In the UK, it removed all artificial flavours, colours and preservatives from its confectionery in 2012 and will be now extending those efforts across categories and regions.
“By the end of the year we will have the global Nestlé portfolio free of artificial colours,” said Stefan Palzer, Nestlé’s technology chief, in an interview with Reuters.
Palzer said the transition was a significant undertaking and the decision “was not a slam-dunk”.
“We had to do a lot of R&D work because you have to screen all the natural solutions, then you have to test those natural solutions during production, and then also test their shelf-life.”
“We did it because consumers don’t appreciate artificial ingredients. They want simpler recipes.”
Seamus Higgins, an associate professor of food process engineering at Nottingham University, said this is “less about Nestlé setting the agenda and more about recognising where the industry is heading.”
He argued that with regulatory pressure mouting in many regions, particularly for products consumed by children, more manufacturers will come under growing pressure to make similar changes.

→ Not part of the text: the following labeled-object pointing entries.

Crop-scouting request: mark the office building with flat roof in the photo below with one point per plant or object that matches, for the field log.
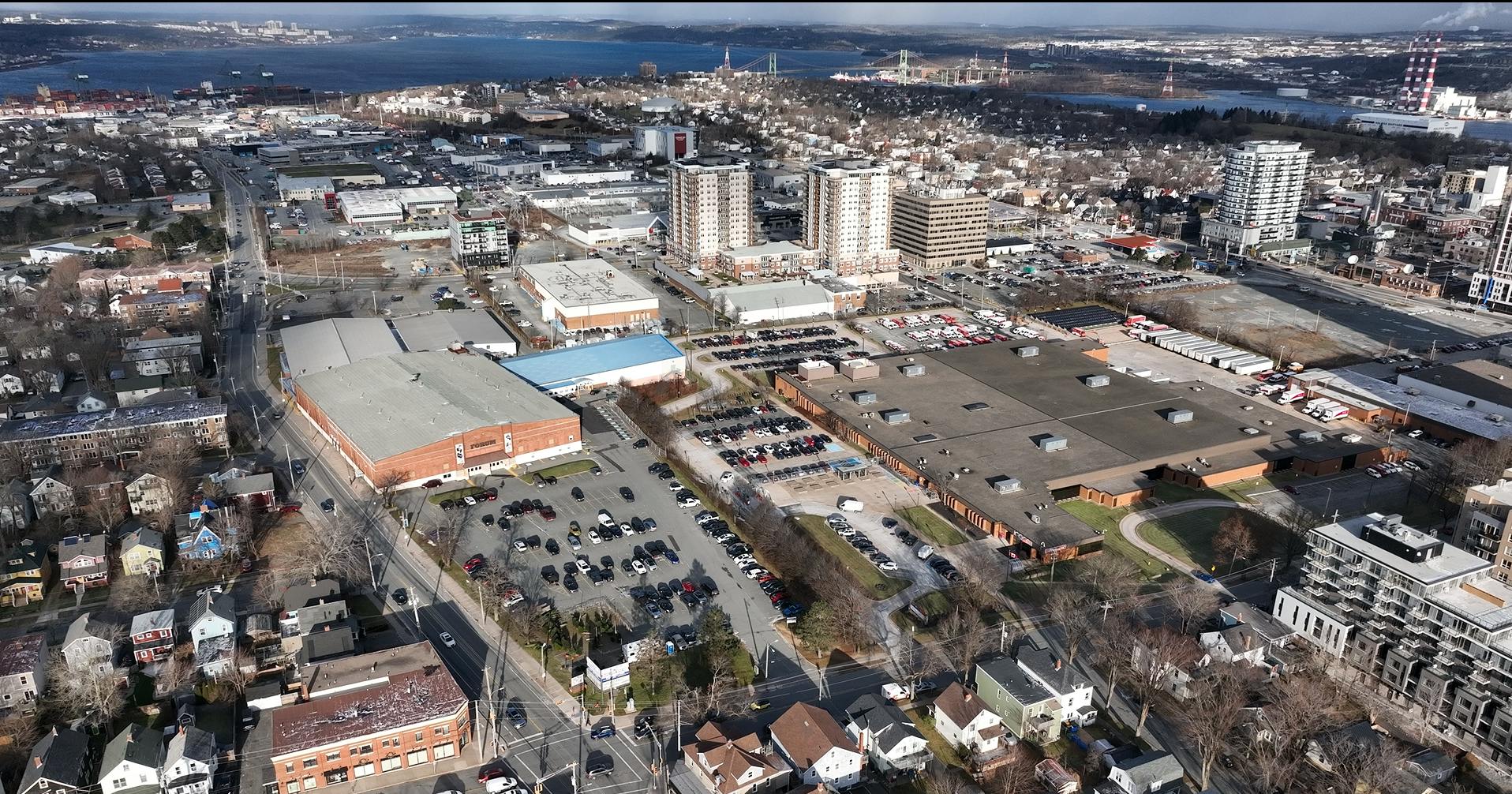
(432, 416)
(947, 229)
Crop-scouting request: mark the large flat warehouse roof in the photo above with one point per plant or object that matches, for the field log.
(586, 282)
(392, 404)
(977, 414)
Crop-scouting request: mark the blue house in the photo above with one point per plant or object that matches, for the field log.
(206, 533)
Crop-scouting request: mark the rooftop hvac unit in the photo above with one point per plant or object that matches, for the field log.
(1006, 485)
(1053, 444)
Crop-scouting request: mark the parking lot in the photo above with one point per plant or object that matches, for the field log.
(699, 560)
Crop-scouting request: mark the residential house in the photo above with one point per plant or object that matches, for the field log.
(153, 635)
(24, 574)
(59, 764)
(206, 533)
(1071, 688)
(1027, 708)
(886, 736)
(99, 485)
(132, 761)
(54, 496)
(189, 762)
(84, 561)
(23, 672)
(1147, 773)
(148, 495)
(817, 747)
(16, 508)
(728, 758)
(212, 630)
(964, 721)
(316, 624)
(143, 552)
(88, 646)
(414, 719)
(253, 493)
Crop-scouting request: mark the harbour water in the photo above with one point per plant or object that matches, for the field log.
(396, 64)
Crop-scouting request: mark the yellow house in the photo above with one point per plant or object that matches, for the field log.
(143, 552)
(23, 575)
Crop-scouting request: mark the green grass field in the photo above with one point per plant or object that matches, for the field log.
(1188, 536)
(567, 469)
(932, 526)
(873, 581)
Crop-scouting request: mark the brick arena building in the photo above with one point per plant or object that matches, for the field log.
(434, 416)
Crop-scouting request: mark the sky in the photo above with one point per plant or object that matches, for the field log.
(1320, 17)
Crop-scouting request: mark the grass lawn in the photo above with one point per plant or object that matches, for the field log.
(942, 749)
(873, 581)
(567, 469)
(1188, 536)
(929, 523)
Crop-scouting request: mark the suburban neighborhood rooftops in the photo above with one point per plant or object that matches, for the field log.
(392, 404)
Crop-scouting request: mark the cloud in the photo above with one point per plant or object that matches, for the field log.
(1464, 14)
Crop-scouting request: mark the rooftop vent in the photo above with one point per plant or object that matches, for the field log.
(1006, 485)
(1053, 444)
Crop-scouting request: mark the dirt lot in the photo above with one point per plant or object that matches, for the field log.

“Once a company the size of Nestlé commits to reformulation, it inevitably raises expectations across the industry. Reformulating products can be expensive, so companies generally don’t make these changes unless they believe regulation, consumer expectations and public health policy are all moving in the same direction.”
Mars promised to offer versions of M&M’s, Skittles and Starburst free of artificial dyes in August last year.
However, the confectionery giant has seemingly run into issues with both complexity and cost. The company has said extensive market research and product testing revealed not all consumers want natural dyes.
“We found that many of our consumers across the world do not, in fact, find artificial colours to be ingredients of concern,” it said in a statement last week.
US health secretary Robert F Kennedy Jr has suggested he may legislate to remove ingredients such as artificial food colourings from food due to their potential links to conditions such as ADHD, obesity, and diabetes. Many scientists said there was inadequate evidence to support such claims.